Le pouvoir d’influence entre à l’amphi : science, bourses, réseaux
Derrière les sourires, il y a une méthode. Le Secrétariat permanent pour le Pacifique (PSKP côté français) s’inscrit « dans une feuille de route bilatérale » avec l’Australie, dont l’objectif affiché est « tisser des liens institutionnels solides ». En clair : définir les sujets, les équipes et les flux, « sans perdre de temps ». L’« expérience » polynésienne de février a montré la voie : le politique cadre, « la science exécute », « le territoire s’aligne ». À Nouméa, l’UNC a accueilli le 29 septembre une séquence dédiée pour « développer davantage les collaborations » : beau symbole, « enjeu concret ».

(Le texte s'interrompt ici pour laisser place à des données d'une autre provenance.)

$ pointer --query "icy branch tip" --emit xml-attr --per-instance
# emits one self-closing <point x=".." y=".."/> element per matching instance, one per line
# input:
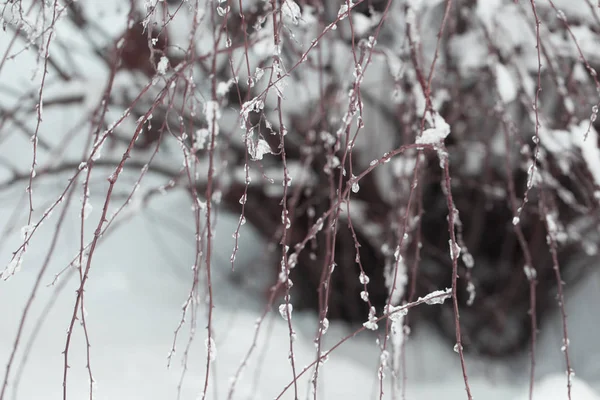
<point x="437" y="297"/>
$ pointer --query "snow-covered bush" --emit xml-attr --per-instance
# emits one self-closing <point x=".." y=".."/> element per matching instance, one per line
<point x="390" y="153"/>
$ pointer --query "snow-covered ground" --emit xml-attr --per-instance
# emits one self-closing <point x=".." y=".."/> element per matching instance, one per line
<point x="141" y="276"/>
<point x="133" y="303"/>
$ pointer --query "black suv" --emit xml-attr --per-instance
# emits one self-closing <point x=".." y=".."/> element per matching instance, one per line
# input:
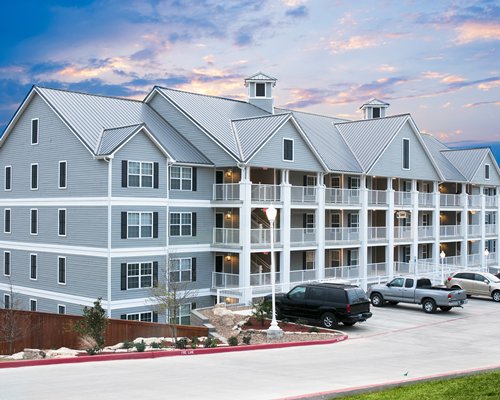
<point x="326" y="303"/>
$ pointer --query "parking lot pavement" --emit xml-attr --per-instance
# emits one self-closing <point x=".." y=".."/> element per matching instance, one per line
<point x="398" y="344"/>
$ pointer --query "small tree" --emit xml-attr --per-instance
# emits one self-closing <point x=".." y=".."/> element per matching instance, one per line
<point x="92" y="327"/>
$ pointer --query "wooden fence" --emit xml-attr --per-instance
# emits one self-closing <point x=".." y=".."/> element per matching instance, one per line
<point x="37" y="330"/>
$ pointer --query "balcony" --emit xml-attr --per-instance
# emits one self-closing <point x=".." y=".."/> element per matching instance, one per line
<point x="226" y="191"/>
<point x="341" y="235"/>
<point x="266" y="193"/>
<point x="226" y="236"/>
<point x="345" y="197"/>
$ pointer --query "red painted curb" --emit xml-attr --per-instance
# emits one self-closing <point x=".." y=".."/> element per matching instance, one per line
<point x="157" y="354"/>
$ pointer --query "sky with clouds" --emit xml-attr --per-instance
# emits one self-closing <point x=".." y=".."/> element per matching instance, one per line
<point x="438" y="60"/>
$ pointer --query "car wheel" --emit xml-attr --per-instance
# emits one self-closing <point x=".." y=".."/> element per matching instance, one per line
<point x="328" y="320"/>
<point x="429" y="306"/>
<point x="377" y="300"/>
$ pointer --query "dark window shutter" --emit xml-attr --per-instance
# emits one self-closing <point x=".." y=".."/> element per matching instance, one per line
<point x="124" y="173"/>
<point x="156" y="171"/>
<point x="155" y="224"/>
<point x="195" y="179"/>
<point x="193" y="224"/>
<point x="124" y="276"/>
<point x="193" y="269"/>
<point x="155" y="273"/>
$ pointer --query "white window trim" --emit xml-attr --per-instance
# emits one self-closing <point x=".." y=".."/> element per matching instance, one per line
<point x="37" y="176"/>
<point x="59" y="175"/>
<point x="5" y="179"/>
<point x="65" y="270"/>
<point x="283" y="150"/>
<point x="37" y="133"/>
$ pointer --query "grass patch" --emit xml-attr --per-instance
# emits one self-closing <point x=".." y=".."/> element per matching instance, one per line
<point x="484" y="386"/>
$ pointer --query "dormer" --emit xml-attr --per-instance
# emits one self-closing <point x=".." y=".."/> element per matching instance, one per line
<point x="375" y="108"/>
<point x="260" y="91"/>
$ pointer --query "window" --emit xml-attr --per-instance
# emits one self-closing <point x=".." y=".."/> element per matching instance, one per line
<point x="406" y="153"/>
<point x="62" y="222"/>
<point x="181" y="178"/>
<point x="34" y="176"/>
<point x="287" y="150"/>
<point x="62" y="174"/>
<point x="8" y="178"/>
<point x="61" y="270"/>
<point x="33" y="266"/>
<point x="6" y="220"/>
<point x="34" y="131"/>
<point x="181" y="224"/>
<point x="34" y="221"/>
<point x="6" y="263"/>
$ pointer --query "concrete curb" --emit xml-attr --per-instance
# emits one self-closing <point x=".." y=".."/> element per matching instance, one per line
<point x="157" y="354"/>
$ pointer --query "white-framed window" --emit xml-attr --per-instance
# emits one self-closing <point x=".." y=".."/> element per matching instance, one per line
<point x="34" y="221"/>
<point x="6" y="263"/>
<point x="180" y="269"/>
<point x="181" y="178"/>
<point x="61" y="270"/>
<point x="181" y="224"/>
<point x="7" y="220"/>
<point x="63" y="172"/>
<point x="61" y="217"/>
<point x="33" y="305"/>
<point x="34" y="130"/>
<point x="139" y="225"/>
<point x="34" y="176"/>
<point x="139" y="275"/>
<point x="7" y="184"/>
<point x="33" y="267"/>
<point x="406" y="153"/>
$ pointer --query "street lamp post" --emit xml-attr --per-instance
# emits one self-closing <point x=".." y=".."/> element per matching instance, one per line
<point x="274" y="330"/>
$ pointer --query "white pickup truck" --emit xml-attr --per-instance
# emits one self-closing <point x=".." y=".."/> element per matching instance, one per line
<point x="416" y="291"/>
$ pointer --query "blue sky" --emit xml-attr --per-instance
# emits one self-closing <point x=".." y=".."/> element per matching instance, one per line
<point x="438" y="60"/>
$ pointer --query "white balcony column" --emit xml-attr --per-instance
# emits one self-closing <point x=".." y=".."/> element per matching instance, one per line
<point x="436" y="223"/>
<point x="363" y="232"/>
<point x="245" y="240"/>
<point x="389" y="223"/>
<point x="320" y="226"/>
<point x="285" y="227"/>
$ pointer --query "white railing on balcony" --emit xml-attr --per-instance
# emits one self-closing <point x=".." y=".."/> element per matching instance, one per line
<point x="473" y="230"/>
<point x="425" y="232"/>
<point x="226" y="236"/>
<point x="402" y="232"/>
<point x="304" y="194"/>
<point x="302" y="236"/>
<point x="450" y="231"/>
<point x="377" y="233"/>
<point x="226" y="191"/>
<point x="450" y="200"/>
<point x="342" y="196"/>
<point x="377" y="197"/>
<point x="263" y="236"/>
<point x="224" y="280"/>
<point x="302" y="275"/>
<point x="341" y="235"/>
<point x="426" y="199"/>
<point x="266" y="193"/>
<point x="402" y="198"/>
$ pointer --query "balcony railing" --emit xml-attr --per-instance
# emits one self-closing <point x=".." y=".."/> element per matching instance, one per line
<point x="304" y="194"/>
<point x="342" y="196"/>
<point x="266" y="193"/>
<point x="341" y="235"/>
<point x="226" y="191"/>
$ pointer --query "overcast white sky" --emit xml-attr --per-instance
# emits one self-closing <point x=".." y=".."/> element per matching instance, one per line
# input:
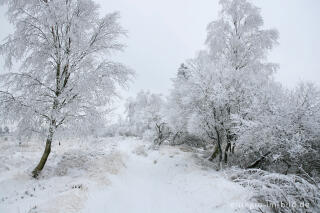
<point x="163" y="33"/>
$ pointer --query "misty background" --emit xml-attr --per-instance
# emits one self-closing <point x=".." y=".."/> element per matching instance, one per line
<point x="163" y="34"/>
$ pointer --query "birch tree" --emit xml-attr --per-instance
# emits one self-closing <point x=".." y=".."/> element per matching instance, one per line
<point x="65" y="79"/>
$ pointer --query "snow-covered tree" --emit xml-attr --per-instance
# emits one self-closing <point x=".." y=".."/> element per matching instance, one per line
<point x="65" y="80"/>
<point x="144" y="113"/>
<point x="226" y="83"/>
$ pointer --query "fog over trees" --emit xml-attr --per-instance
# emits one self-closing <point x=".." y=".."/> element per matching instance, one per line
<point x="224" y="103"/>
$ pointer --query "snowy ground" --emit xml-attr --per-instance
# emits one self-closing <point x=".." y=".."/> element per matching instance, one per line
<point x="113" y="175"/>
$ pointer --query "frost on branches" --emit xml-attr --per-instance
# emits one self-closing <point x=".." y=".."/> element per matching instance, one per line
<point x="65" y="81"/>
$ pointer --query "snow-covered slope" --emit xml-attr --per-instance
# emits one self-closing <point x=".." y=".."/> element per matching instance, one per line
<point x="114" y="175"/>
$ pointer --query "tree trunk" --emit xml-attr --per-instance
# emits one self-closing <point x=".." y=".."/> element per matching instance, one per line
<point x="45" y="155"/>
<point x="226" y="152"/>
<point x="215" y="153"/>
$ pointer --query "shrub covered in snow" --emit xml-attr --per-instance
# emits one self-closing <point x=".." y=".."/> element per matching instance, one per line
<point x="277" y="192"/>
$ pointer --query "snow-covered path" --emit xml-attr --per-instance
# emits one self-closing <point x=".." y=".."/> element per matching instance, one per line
<point x="164" y="181"/>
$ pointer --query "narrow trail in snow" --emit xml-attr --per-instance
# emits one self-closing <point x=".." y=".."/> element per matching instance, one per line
<point x="164" y="181"/>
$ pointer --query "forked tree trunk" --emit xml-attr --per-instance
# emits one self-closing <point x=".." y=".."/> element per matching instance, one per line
<point x="44" y="158"/>
<point x="217" y="150"/>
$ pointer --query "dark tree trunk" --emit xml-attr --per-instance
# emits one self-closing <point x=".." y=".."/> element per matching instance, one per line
<point x="217" y="150"/>
<point x="214" y="154"/>
<point x="226" y="152"/>
<point x="45" y="155"/>
<point x="258" y="162"/>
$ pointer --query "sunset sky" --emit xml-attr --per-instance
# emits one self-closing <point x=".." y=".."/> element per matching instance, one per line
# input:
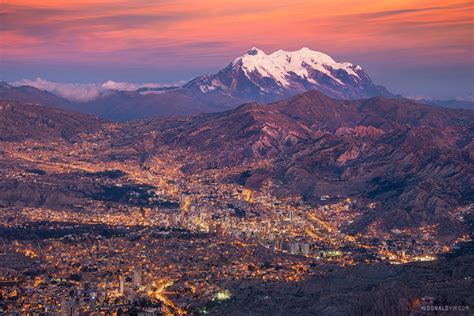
<point x="417" y="48"/>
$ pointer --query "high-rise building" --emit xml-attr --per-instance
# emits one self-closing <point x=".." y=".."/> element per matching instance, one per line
<point x="137" y="277"/>
<point x="122" y="285"/>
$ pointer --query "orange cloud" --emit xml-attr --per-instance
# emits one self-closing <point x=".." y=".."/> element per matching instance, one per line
<point x="170" y="32"/>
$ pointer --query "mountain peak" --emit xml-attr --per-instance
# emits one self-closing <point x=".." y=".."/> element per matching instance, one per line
<point x="255" y="51"/>
<point x="267" y="77"/>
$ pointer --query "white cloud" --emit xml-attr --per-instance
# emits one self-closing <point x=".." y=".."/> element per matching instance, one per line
<point x="84" y="92"/>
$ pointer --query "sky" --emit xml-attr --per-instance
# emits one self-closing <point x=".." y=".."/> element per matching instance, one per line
<point x="419" y="48"/>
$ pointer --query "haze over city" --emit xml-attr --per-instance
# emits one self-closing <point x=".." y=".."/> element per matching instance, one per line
<point x="236" y="157"/>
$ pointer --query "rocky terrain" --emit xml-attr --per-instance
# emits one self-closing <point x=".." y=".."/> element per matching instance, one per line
<point x="413" y="160"/>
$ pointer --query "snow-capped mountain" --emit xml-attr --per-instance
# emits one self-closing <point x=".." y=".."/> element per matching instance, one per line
<point x="260" y="77"/>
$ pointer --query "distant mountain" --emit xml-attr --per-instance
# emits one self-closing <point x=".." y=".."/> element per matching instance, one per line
<point x="416" y="160"/>
<point x="31" y="95"/>
<point x="254" y="76"/>
<point x="454" y="104"/>
<point x="265" y="78"/>
<point x="19" y="121"/>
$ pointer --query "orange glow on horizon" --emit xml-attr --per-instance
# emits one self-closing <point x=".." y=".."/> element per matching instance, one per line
<point x="148" y="32"/>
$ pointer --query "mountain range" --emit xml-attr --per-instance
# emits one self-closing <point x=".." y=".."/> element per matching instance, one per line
<point x="255" y="76"/>
<point x="413" y="161"/>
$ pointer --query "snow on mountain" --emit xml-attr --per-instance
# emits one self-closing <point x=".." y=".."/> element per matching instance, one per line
<point x="280" y="64"/>
<point x="258" y="76"/>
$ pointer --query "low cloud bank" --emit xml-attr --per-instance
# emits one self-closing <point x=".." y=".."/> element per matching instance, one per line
<point x="83" y="92"/>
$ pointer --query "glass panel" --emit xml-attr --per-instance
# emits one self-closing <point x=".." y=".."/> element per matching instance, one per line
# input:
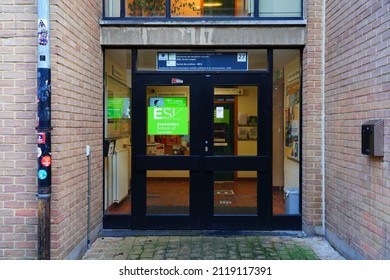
<point x="145" y="8"/>
<point x="117" y="128"/>
<point x="236" y="197"/>
<point x="168" y="119"/>
<point x="167" y="192"/>
<point x="214" y="8"/>
<point x="112" y="8"/>
<point x="285" y="133"/>
<point x="257" y="58"/>
<point x="280" y="8"/>
<point x="235" y="134"/>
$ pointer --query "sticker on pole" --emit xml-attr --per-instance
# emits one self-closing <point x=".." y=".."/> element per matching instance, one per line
<point x="41" y="138"/>
<point x="42" y="174"/>
<point x="43" y="37"/>
<point x="46" y="161"/>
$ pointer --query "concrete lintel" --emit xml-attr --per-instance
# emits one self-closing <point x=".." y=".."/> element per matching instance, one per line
<point x="203" y="36"/>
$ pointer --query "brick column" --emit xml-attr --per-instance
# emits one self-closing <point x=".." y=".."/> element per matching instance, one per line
<point x="312" y="126"/>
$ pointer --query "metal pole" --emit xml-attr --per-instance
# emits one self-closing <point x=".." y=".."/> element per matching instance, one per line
<point x="88" y="153"/>
<point x="44" y="129"/>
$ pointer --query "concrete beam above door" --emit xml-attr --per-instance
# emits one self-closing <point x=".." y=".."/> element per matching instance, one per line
<point x="203" y="36"/>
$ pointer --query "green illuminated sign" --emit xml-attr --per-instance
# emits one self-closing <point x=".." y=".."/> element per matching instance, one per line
<point x="169" y="119"/>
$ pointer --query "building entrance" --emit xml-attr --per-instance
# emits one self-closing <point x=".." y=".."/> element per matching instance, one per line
<point x="199" y="159"/>
<point x="203" y="153"/>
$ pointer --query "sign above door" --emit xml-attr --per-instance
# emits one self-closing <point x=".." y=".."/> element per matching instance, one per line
<point x="201" y="61"/>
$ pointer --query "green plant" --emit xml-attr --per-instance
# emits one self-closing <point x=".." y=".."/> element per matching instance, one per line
<point x="157" y="7"/>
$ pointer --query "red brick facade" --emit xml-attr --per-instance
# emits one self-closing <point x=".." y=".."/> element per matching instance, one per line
<point x="357" y="90"/>
<point x="77" y="67"/>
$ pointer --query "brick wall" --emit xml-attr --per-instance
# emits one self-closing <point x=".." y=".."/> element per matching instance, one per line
<point x="18" y="157"/>
<point x="77" y="67"/>
<point x="312" y="86"/>
<point x="76" y="62"/>
<point x="357" y="89"/>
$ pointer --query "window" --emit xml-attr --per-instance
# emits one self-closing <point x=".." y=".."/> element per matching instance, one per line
<point x="256" y="9"/>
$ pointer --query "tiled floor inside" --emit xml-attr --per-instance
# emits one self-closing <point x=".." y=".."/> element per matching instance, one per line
<point x="172" y="197"/>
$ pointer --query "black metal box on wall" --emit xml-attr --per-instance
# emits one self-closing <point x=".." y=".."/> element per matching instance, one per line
<point x="372" y="138"/>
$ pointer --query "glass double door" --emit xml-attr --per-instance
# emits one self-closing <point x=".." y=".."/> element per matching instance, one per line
<point x="201" y="152"/>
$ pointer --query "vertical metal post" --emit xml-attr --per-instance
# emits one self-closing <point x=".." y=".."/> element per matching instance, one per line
<point x="44" y="129"/>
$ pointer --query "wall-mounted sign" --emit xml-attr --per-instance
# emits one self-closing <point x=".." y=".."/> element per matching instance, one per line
<point x="168" y="116"/>
<point x="200" y="61"/>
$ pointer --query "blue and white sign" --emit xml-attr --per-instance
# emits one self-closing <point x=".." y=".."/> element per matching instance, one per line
<point x="201" y="61"/>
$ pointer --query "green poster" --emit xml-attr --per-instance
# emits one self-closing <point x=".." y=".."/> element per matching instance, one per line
<point x="168" y="120"/>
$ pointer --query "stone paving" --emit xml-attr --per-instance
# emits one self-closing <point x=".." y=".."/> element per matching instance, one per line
<point x="211" y="248"/>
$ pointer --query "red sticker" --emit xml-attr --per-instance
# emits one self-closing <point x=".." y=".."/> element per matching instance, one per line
<point x="46" y="161"/>
<point x="41" y="138"/>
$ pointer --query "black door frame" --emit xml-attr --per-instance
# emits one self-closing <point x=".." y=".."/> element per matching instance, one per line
<point x="203" y="219"/>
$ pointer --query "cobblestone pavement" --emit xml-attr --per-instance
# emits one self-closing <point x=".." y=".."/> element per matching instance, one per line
<point x="211" y="248"/>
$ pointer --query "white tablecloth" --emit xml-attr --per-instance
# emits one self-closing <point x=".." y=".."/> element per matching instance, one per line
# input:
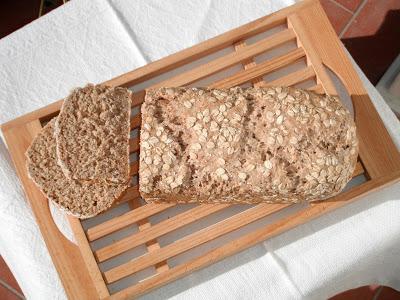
<point x="92" y="41"/>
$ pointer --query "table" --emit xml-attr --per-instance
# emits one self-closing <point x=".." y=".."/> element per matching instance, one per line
<point x="92" y="41"/>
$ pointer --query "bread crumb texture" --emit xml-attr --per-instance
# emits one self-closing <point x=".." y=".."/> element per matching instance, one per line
<point x="92" y="132"/>
<point x="244" y="145"/>
<point x="81" y="199"/>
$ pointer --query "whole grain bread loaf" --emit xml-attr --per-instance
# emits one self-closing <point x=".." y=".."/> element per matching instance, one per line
<point x="244" y="145"/>
<point x="81" y="199"/>
<point x="92" y="133"/>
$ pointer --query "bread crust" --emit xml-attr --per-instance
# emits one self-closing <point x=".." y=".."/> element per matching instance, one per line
<point x="80" y="199"/>
<point x="92" y="134"/>
<point x="274" y="145"/>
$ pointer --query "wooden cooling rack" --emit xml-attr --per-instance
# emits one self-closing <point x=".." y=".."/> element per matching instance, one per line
<point x="86" y="270"/>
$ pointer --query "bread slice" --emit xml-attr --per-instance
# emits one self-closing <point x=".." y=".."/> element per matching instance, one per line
<point x="92" y="133"/>
<point x="244" y="145"/>
<point x="81" y="199"/>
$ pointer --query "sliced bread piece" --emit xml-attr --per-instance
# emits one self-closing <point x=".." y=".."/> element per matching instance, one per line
<point x="92" y="133"/>
<point x="244" y="145"/>
<point x="81" y="199"/>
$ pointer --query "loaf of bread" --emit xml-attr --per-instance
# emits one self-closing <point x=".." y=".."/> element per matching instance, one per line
<point x="92" y="133"/>
<point x="244" y="145"/>
<point x="81" y="199"/>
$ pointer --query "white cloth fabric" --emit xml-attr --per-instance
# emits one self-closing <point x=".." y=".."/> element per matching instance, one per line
<point x="92" y="41"/>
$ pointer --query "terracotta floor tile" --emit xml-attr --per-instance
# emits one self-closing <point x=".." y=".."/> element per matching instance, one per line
<point x="372" y="16"/>
<point x="7" y="276"/>
<point x="6" y="294"/>
<point x="388" y="293"/>
<point x="364" y="293"/>
<point x="373" y="37"/>
<point x="349" y="4"/>
<point x="337" y="15"/>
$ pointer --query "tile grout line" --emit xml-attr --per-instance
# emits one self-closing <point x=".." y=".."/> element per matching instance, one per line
<point x="356" y="13"/>
<point x="11" y="289"/>
<point x="341" y="6"/>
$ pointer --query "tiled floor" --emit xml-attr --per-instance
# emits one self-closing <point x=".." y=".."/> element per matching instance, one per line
<point x="370" y="30"/>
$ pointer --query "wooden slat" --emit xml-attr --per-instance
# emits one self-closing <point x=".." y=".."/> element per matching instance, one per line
<point x="177" y="59"/>
<point x="134" y="145"/>
<point x="158" y="230"/>
<point x="377" y="159"/>
<point x="151" y="244"/>
<point x="65" y="255"/>
<point x="358" y="170"/>
<point x="259" y="70"/>
<point x="130" y="194"/>
<point x="248" y="64"/>
<point x="88" y="257"/>
<point x="126" y="219"/>
<point x="313" y="58"/>
<point x="229" y="60"/>
<point x="192" y="240"/>
<point x="256" y="237"/>
<point x="205" y="48"/>
<point x="293" y="78"/>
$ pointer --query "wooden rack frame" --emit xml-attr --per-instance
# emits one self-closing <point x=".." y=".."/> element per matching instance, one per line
<point x="317" y="44"/>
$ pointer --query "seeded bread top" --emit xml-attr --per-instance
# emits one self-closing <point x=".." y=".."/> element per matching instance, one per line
<point x="235" y="145"/>
<point x="82" y="200"/>
<point x="92" y="132"/>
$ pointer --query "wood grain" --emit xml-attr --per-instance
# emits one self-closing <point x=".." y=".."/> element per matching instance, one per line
<point x="257" y="71"/>
<point x="317" y="43"/>
<point x="195" y="239"/>
<point x="229" y="60"/>
<point x="66" y="256"/>
<point x="257" y="236"/>
<point x="88" y="257"/>
<point x="126" y="219"/>
<point x="247" y="64"/>
<point x="158" y="230"/>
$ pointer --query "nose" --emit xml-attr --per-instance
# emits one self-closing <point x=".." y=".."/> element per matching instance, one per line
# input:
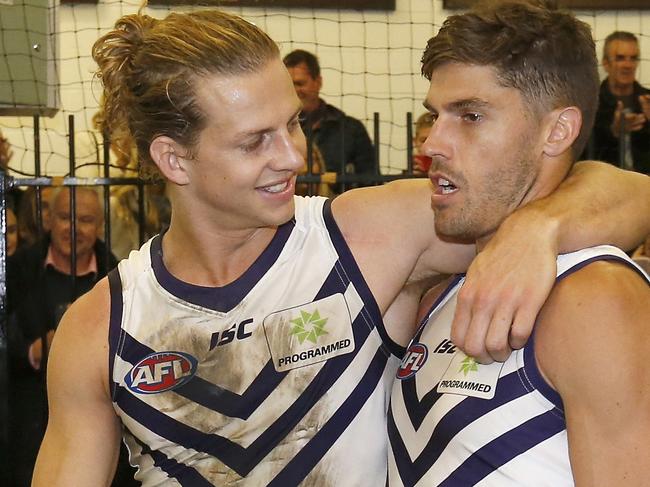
<point x="291" y="150"/>
<point x="437" y="143"/>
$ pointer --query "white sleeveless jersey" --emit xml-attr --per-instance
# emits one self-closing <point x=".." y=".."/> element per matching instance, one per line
<point x="280" y="378"/>
<point x="454" y="422"/>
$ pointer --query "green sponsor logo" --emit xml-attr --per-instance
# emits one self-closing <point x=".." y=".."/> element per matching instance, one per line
<point x="308" y="326"/>
<point x="468" y="365"/>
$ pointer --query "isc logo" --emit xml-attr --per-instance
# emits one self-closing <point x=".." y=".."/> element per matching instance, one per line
<point x="415" y="357"/>
<point x="160" y="372"/>
<point x="238" y="331"/>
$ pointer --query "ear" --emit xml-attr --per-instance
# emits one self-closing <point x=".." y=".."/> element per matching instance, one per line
<point x="167" y="155"/>
<point x="564" y="128"/>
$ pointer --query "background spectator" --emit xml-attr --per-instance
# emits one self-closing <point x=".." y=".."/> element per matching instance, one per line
<point x="40" y="288"/>
<point x="624" y="107"/>
<point x="342" y="140"/>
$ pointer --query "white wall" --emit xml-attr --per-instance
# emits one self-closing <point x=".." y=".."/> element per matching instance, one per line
<point x="370" y="62"/>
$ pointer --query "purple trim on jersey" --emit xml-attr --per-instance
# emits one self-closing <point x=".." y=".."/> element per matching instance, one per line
<point x="435" y="304"/>
<point x="530" y="372"/>
<point x="351" y="269"/>
<point x="306" y="460"/>
<point x="242" y="406"/>
<point x="210" y="395"/>
<point x="605" y="257"/>
<point x="223" y="298"/>
<point x="186" y="476"/>
<point x="240" y="459"/>
<point x="114" y="324"/>
<point x="467" y="411"/>
<point x="533" y="379"/>
<point x="503" y="449"/>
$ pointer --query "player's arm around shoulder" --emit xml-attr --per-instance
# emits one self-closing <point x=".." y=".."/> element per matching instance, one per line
<point x="81" y="444"/>
<point x="390" y="230"/>
<point x="592" y="345"/>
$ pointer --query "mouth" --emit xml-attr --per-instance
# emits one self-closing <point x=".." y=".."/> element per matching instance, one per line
<point x="442" y="185"/>
<point x="280" y="188"/>
<point x="275" y="188"/>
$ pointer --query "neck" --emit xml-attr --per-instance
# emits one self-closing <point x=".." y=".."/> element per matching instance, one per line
<point x="618" y="89"/>
<point x="212" y="257"/>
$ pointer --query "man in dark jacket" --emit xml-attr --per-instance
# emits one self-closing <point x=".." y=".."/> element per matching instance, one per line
<point x="342" y="140"/>
<point x="624" y="107"/>
<point x="40" y="287"/>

L’arsenal australien : académies, ministères, universités, relais
Côté australien, la puissance est organisée. Les académies nationales couvrent « sciences, humanités, santé, technologies » avec des priorités assumées : « intelligence artificielle, robotique, sciences quantiques, climat, biodiversité ». Traduction locale : des techno-sciences qui pèsent sur l’économie et la sécurité, « sans états d’âme ». La santé sert aussi de levier, « au service des communautés locales », avec un triptyque « science, équité, diplomatie ». Le ministère des Affaires étrangères australien porte un mélange de politiques publiques : programmes de recherche pacifique, bourses régionales, normes techniques, « résilience et gouvernance » – la boîte à outils de la puissance, « claire et efficace ». Les universités complètent l’ensemble, « profondes et connectées ». La French-Australian Association for Research (AFRAN) agit en pont avec des amorçages financiers (« petites sommes, grands effets »), communautés thématiques et « premiers projets concrets ».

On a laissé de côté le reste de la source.